Dealing with psychological stress of being a doctor

Dealing with psychological stress of being a doctor

Chatting with some med students, a good question was raised: how do we, as doctors, deal with the emotional baggage we encounter in our profession? It’s high stress, we see disturbing things, and sometimes we make mistakes that can result in harm to patients. The pressure and responsibility can be very hard to handle.

These stresses, if unmanaged or poorly managed, can carry severe consequences for physicians. Burnout is rampant among docs (and trainees, too). Doctors have high rates of divorce, substance abuse and have the highest suicide rate of any profession.
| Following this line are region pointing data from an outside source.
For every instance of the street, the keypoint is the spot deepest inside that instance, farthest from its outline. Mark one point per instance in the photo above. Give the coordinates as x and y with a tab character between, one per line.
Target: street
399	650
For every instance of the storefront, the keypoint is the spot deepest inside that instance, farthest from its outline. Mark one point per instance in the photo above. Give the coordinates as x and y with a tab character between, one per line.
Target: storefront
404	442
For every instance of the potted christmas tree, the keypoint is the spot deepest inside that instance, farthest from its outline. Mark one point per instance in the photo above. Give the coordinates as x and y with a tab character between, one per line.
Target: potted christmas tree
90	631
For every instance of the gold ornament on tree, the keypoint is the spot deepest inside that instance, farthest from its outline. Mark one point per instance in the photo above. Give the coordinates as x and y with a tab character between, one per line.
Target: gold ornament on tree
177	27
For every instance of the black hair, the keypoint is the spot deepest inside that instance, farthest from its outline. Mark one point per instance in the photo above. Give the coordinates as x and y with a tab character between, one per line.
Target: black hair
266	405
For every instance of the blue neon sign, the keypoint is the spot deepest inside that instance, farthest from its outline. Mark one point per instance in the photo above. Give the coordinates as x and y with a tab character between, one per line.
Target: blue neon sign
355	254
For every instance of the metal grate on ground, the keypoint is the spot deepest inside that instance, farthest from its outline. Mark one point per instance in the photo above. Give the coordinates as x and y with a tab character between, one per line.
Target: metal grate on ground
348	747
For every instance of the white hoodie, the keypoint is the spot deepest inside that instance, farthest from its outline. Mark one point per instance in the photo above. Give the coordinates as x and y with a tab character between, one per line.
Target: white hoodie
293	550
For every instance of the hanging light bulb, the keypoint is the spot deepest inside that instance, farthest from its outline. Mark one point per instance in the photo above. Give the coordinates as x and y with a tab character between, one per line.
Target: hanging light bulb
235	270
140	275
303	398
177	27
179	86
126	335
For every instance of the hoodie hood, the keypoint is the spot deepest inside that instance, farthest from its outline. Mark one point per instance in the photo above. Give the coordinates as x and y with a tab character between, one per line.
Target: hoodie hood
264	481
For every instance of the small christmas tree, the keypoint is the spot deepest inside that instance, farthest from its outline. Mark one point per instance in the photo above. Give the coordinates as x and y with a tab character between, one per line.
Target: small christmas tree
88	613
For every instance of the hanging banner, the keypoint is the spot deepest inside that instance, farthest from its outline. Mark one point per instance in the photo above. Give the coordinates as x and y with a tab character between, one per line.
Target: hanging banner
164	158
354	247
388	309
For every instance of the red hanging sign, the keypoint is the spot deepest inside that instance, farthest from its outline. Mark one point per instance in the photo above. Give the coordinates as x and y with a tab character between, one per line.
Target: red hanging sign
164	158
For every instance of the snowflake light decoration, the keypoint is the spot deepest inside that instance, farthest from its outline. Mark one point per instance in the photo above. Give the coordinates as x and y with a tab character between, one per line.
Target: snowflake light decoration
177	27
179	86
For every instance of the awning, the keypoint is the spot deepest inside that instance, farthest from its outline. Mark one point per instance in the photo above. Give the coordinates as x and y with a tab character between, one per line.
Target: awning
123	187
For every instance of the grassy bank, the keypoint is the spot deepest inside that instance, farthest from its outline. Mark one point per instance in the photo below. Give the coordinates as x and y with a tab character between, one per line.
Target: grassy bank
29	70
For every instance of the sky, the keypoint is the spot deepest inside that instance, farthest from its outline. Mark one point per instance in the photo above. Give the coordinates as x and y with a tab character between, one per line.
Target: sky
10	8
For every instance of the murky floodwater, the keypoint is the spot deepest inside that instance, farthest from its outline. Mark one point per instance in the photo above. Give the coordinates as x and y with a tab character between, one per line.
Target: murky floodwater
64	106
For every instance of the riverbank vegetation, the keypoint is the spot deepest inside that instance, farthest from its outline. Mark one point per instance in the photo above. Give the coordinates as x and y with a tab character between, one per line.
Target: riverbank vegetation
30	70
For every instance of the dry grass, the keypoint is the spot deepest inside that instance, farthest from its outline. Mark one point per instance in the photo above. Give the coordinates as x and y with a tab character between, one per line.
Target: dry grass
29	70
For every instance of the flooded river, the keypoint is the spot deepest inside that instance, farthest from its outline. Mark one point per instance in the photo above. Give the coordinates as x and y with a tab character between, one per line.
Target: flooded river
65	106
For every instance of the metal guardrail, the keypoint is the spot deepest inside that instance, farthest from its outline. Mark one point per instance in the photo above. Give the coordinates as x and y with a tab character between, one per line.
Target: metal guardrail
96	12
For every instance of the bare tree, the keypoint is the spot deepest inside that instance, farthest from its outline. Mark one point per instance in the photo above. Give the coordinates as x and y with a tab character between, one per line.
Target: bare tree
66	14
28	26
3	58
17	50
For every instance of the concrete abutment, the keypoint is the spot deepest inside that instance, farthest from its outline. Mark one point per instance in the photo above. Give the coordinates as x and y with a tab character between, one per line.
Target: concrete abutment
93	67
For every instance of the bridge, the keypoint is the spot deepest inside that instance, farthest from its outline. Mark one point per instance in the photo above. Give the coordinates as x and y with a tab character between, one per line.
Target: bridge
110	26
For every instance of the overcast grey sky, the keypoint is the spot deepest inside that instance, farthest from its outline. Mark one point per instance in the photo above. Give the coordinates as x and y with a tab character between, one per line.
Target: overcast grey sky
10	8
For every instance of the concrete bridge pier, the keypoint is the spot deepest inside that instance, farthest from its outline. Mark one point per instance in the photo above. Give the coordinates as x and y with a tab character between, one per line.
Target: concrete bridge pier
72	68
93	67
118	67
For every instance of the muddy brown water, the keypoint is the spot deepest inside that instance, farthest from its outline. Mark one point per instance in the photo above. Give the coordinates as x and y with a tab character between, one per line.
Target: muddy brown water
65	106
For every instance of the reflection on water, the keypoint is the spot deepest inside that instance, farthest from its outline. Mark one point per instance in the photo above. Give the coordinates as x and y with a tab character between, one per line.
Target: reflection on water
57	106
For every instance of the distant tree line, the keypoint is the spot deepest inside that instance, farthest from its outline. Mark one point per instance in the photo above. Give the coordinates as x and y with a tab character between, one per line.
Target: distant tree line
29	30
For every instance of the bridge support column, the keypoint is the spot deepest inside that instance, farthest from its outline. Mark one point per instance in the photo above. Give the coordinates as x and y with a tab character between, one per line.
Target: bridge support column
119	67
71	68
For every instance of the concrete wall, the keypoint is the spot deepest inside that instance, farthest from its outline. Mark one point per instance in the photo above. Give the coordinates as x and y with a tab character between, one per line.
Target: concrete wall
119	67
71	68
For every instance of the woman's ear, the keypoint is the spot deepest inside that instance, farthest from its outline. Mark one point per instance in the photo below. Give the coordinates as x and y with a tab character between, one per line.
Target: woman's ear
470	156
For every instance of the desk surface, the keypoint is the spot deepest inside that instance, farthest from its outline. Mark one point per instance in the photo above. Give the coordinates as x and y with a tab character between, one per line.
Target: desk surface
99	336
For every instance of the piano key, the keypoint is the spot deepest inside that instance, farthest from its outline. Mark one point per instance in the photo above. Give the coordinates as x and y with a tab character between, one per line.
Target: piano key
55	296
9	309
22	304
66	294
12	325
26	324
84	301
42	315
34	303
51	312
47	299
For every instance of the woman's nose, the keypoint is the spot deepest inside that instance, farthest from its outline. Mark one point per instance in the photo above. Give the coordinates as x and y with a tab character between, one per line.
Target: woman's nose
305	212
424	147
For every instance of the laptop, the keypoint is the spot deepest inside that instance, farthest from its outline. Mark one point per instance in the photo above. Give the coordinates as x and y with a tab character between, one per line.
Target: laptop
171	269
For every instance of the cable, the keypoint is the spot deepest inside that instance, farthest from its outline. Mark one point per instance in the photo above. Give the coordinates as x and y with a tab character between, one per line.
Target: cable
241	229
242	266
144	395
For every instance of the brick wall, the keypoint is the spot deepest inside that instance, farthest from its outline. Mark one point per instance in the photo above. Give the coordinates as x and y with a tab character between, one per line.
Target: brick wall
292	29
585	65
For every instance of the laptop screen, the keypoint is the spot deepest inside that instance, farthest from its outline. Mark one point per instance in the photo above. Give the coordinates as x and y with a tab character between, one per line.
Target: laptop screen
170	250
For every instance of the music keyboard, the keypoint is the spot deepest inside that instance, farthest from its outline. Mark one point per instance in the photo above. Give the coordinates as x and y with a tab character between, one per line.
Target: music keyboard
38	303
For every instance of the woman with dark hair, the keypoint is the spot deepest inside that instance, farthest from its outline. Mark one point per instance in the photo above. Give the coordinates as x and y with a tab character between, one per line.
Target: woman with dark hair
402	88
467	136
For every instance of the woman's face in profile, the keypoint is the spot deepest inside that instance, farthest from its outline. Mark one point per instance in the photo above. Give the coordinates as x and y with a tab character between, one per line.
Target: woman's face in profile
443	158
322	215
A normal day at my job is hard: I’m running nonstop for 8 to 12 hours, I’m constantly interrupted, I have patients making demands of my attention and empathy, I’m saturated with information and need to make rapid decision without adequate information, and I know that if I make an error or miss some important piece of information, the human, professional and financial consequences can be disastrous. It’s a pressure cooker.

And that’s a day where things go well. A bad day can be very bad indeed. Sometimes it’s just the emotional strain of dealing with particularly difficult patients. Maybe you go through a run of giving out terrible diagnoses. Maybe you deal with the death of a child. Or a patient who pulls at your heartstrings in some unique and personal way. Maybe someone dies on you unexpectedly. Worse, maybe someone dies on you and you’re not sure if it was your fault or not. Perhaps you know you made an error, and that you’re going to have to face accountability for it.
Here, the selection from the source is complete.